The usual game with S corps is avoidance of social security and/or medicare taxes on payroll. Pay a smaller salary (can't pay zero unless the shareholder is not involved in the day to day business at all) and let the income flow through as a shareholder rather than an employee. That income is not normally subject to social security or medicare taxes.
With a single shareholder, an S corp is easy to administer. The shareholder can decide how much of the corporate income to distribute and how much to retain in the corporation for future growth. Adding even a second shareholder makes things harder. The two shareholders now have to agree to some extent. Decisions will get made by majority vote - majority of the shares voted, not majority of the shareholders. Two or three people going into business together with a shared vision can usually come to agreement on such things. Multiple people dumped into a business via inheritance might not have that shared vision.
Frankly, one of the first decisions to make after an inheritance like this is whether to keep the business or to sell it. And there's good arguments for selling. Because the business was inherited, the basis of the shares gets adjusted to the current market value of the shares - which is going to be the value of the business (give or take a bit for majority or minority interests in the business). So the business could be sold with little or no income tax to pay.

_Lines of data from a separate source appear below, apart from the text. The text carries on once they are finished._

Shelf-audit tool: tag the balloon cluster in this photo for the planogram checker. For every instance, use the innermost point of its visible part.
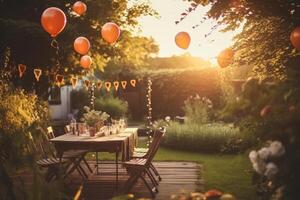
(54, 20)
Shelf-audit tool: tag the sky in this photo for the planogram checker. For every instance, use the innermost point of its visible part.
(164, 29)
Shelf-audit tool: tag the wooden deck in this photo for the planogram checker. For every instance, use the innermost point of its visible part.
(176, 176)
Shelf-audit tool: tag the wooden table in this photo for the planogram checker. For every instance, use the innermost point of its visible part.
(123, 142)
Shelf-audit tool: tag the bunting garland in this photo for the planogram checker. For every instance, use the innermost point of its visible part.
(107, 86)
(133, 82)
(116, 85)
(37, 74)
(59, 80)
(99, 85)
(124, 83)
(87, 84)
(74, 81)
(22, 69)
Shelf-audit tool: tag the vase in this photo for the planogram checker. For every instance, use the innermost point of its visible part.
(92, 131)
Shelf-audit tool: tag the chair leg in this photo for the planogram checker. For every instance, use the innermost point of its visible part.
(148, 186)
(131, 181)
(87, 164)
(150, 175)
(155, 171)
(82, 172)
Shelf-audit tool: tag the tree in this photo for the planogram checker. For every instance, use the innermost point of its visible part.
(264, 40)
(20, 30)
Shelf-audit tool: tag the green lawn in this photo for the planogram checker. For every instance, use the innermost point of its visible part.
(228, 173)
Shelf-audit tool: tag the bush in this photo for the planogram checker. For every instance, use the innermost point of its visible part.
(205, 138)
(115, 107)
(79, 99)
(197, 109)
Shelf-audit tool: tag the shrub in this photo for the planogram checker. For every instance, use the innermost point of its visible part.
(115, 107)
(195, 137)
(79, 99)
(197, 109)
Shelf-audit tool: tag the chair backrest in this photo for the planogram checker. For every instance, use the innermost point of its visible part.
(157, 136)
(50, 133)
(40, 146)
(67, 129)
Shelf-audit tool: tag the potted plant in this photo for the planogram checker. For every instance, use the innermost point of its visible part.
(94, 119)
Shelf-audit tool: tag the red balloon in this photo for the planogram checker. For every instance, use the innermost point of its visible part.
(79, 7)
(225, 58)
(183, 40)
(86, 62)
(266, 111)
(82, 45)
(110, 32)
(295, 38)
(53, 21)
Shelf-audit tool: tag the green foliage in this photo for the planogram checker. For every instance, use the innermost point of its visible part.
(264, 40)
(266, 112)
(115, 107)
(20, 114)
(195, 137)
(186, 82)
(197, 109)
(93, 117)
(79, 99)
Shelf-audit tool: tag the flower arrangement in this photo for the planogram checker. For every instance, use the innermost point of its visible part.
(262, 159)
(93, 117)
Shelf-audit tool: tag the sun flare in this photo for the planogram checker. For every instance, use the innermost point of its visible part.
(164, 30)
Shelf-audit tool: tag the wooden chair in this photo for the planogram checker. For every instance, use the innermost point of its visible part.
(47, 159)
(144, 153)
(137, 168)
(76, 156)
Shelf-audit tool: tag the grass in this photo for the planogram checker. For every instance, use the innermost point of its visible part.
(200, 137)
(228, 173)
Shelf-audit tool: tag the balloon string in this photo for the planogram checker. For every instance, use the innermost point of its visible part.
(54, 44)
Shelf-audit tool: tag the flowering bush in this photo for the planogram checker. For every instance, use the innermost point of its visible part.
(93, 117)
(269, 111)
(263, 160)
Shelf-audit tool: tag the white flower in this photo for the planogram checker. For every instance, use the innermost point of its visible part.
(253, 156)
(264, 153)
(168, 118)
(276, 149)
(271, 170)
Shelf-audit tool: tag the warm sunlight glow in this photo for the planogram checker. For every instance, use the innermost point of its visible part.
(163, 30)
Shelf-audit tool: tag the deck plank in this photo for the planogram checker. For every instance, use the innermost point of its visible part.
(176, 177)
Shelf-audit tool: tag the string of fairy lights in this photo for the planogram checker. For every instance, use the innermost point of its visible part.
(149, 110)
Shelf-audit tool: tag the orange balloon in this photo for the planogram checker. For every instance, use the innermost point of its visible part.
(79, 7)
(53, 21)
(110, 32)
(225, 58)
(183, 40)
(85, 62)
(295, 38)
(82, 45)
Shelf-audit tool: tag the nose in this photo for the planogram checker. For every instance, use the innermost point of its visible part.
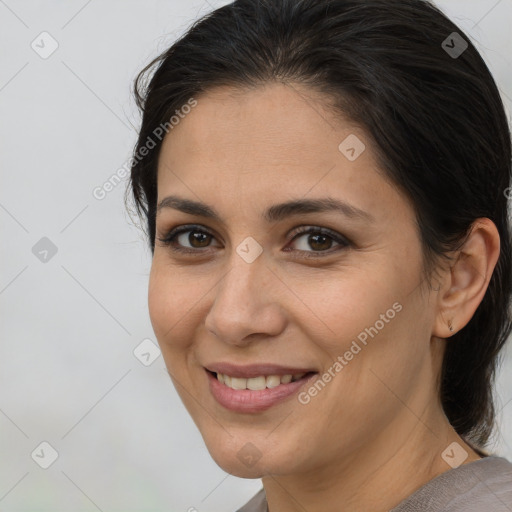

That might be something to consider if the inheritors have not been involved with the business previously. Many 'family' businesses have been run into the ground after the founder passes away because the children don't know how to run the business.
--Peter
No. of Recommendations: 1
I sent you information to your trees* email account on 12/26 that I use to guide my SCORE.org clients when making decisions re: entity types for their business. I trust you got it. I didn't get any response from you.